Maksur isimlerin marife halinde sonundaki elif-i maksure kelimenin kök harflerinden biriyse (yani kelimenin üçlü kökünün üçüncü harfini oluşturuyorsa) de veya kök harflerinden biri değilse de bütün îrab halleri takdiren olur. (Arapça Dilbilgisi Ayetlerle Nahiv Bilgisi)
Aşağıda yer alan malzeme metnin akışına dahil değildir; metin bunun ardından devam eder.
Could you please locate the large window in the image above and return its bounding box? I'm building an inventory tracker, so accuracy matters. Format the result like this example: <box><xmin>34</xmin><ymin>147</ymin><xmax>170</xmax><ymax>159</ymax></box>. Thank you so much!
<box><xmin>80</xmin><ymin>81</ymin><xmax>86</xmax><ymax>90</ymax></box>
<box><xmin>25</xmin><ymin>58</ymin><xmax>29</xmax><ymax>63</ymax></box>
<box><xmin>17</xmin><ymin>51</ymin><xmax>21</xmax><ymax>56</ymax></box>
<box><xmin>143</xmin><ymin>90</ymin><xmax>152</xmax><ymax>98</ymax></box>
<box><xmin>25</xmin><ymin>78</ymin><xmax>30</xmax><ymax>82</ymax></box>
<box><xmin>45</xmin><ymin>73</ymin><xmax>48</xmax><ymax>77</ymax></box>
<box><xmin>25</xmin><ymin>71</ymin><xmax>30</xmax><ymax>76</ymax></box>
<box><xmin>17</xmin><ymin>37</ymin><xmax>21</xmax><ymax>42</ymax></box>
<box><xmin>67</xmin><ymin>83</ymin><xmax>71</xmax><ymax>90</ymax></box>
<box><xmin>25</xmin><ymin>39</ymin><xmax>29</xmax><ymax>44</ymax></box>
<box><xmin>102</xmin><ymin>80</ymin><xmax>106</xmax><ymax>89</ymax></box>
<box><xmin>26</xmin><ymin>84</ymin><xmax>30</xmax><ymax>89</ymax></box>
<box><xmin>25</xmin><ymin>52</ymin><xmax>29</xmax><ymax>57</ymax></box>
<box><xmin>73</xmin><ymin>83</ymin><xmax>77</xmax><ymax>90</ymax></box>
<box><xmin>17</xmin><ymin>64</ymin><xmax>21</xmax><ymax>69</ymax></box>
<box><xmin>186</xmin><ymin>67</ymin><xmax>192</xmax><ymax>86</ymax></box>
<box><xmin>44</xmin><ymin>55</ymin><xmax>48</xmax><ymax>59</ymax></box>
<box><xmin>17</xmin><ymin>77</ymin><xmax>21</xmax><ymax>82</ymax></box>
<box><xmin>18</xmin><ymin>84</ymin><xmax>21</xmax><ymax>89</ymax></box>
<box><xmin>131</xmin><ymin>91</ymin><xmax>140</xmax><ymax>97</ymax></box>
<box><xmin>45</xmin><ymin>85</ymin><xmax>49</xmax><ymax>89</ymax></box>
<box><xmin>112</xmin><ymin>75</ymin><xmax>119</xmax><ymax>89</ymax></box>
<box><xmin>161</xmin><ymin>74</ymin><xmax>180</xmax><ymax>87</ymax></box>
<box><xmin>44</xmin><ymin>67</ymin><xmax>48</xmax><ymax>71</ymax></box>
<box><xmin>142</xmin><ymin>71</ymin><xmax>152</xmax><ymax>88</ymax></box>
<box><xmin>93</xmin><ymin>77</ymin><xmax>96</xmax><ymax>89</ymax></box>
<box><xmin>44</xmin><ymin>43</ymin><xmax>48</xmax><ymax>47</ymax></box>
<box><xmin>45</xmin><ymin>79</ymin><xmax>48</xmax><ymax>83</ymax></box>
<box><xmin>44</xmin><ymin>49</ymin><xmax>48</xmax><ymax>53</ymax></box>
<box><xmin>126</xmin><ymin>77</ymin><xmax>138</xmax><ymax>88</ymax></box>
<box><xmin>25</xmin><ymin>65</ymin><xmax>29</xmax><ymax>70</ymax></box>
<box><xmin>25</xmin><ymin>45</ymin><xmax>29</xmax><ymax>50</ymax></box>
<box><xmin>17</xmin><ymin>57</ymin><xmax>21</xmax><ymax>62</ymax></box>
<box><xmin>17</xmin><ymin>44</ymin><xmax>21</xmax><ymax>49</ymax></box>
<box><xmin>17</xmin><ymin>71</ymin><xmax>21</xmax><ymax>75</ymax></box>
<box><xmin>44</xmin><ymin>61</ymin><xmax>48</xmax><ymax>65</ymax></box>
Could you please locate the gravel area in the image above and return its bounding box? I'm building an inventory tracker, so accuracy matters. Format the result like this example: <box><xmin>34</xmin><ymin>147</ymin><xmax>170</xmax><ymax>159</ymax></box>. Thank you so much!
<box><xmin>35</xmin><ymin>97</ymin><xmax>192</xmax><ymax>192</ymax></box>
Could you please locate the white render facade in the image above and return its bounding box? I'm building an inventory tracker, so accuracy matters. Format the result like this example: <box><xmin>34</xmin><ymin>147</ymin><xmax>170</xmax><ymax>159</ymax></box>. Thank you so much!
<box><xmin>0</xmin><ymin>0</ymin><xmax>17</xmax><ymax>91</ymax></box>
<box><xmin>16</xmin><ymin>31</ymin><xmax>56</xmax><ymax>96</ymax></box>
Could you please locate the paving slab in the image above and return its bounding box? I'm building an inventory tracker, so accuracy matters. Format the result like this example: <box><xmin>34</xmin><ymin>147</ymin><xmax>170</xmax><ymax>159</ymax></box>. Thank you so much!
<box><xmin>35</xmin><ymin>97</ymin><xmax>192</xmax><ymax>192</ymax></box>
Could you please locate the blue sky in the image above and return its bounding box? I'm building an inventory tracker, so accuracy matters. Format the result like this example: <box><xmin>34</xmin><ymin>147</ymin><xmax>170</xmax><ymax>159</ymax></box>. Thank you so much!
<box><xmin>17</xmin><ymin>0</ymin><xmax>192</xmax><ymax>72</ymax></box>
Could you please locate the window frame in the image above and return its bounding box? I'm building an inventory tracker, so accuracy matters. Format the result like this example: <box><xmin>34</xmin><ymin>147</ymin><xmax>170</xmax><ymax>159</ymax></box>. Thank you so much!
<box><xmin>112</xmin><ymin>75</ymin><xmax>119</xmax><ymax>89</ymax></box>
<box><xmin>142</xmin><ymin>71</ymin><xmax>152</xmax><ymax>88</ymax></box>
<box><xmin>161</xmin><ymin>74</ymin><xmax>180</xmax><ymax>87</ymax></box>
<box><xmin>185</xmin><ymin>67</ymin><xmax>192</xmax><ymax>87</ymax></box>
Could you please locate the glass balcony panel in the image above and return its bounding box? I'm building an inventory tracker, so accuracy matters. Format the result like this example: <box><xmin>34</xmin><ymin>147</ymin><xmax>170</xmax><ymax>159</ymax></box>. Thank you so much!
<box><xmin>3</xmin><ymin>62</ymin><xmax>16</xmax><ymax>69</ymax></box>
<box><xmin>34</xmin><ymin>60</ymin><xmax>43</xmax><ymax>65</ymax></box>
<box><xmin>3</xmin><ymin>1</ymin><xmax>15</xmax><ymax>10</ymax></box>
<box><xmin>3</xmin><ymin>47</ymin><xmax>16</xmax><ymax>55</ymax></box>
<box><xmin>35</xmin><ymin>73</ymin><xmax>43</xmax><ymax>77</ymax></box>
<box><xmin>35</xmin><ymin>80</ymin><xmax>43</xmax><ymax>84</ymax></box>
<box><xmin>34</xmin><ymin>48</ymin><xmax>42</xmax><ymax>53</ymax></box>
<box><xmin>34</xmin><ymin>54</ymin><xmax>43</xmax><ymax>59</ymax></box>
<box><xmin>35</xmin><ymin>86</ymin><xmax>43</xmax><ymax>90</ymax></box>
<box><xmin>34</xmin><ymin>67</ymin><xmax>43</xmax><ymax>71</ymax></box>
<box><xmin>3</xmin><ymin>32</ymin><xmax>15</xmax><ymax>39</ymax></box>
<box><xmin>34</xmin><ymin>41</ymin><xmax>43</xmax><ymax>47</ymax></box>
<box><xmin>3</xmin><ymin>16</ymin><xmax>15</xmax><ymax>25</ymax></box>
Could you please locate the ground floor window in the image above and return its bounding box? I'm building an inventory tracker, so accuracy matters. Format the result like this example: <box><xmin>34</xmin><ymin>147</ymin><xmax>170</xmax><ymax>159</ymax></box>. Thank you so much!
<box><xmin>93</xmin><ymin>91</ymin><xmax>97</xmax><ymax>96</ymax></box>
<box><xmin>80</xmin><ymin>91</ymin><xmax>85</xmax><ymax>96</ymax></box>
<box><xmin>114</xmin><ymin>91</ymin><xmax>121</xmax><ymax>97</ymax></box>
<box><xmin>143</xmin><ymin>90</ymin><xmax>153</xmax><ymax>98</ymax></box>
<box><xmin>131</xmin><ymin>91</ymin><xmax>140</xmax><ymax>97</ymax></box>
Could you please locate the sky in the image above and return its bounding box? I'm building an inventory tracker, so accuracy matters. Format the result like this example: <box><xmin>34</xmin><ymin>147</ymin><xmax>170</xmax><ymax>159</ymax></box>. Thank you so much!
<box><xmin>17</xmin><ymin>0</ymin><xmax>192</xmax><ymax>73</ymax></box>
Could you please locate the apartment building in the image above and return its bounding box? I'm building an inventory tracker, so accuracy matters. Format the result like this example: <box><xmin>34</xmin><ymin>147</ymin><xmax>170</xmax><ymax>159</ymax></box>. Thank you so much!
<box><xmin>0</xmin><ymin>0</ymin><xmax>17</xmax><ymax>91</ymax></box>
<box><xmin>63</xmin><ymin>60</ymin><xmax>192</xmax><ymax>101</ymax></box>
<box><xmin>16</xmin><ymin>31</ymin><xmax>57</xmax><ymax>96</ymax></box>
وَج۪ٓيءَ يَوْمَئِذٍ بِجَهَنَّمَ
Ayet, atıf harfi وَ ‘la 21. ayetteki … اِذَا دُكَّتِ cümlesine atfedilmiştir. Atıf sebebi hükümde ortaklıktır. Cümleler arasında manen ve lafzen mutabakat mevcuttur. Müspet mazi fiil sıygasında faide-i haber ibtidaî kelamdır.
Mazi fiil sebata, temekkün ve istikrara işaret eder. (Hâlidî, Vakafat, S.107)
ج۪ٓيءَ fiiline müteallik olan يَوْمَ zaman zarfı إذ ’e muzâftır. يَوْمَئِذٍ ‘deki tenvin mahzuf bir cümleden ivazdır. Takdiri تُدَكُّ الأرْضُ دَكًّا دَكًّا (Ama yeryüzü paramparça oldu) olan muzâfun ileyh cümlesinin hazfi, îcâz-ı hazif sanatıdır.
يَوْمَئِذٍ kıyamet gününden kinayedir. ج۪ٓيءَ fiilinin cehenneme isnadı mecaz-ı aklîdir. Ayrıca ifadede tecessüm sanatı vardır. ج۪ٓيءَ fiili, meçhul bina edilmiştir. Meçhul bina edilen fiillerde mef’ûle dikkat çekme kastı vardır. Çünkü fiil malum bina edildiğinde mef’ûl olan kelime, meçhul binada naib-i fail olur.
Meçhul bina naib-i failin bu fiilde bir dahli olmadığına da işaret eder. (Dr. Adil Ahmet Sâbir er-Ruveynî, Teemmülat fi Sûret-i İbrahim, s. 127)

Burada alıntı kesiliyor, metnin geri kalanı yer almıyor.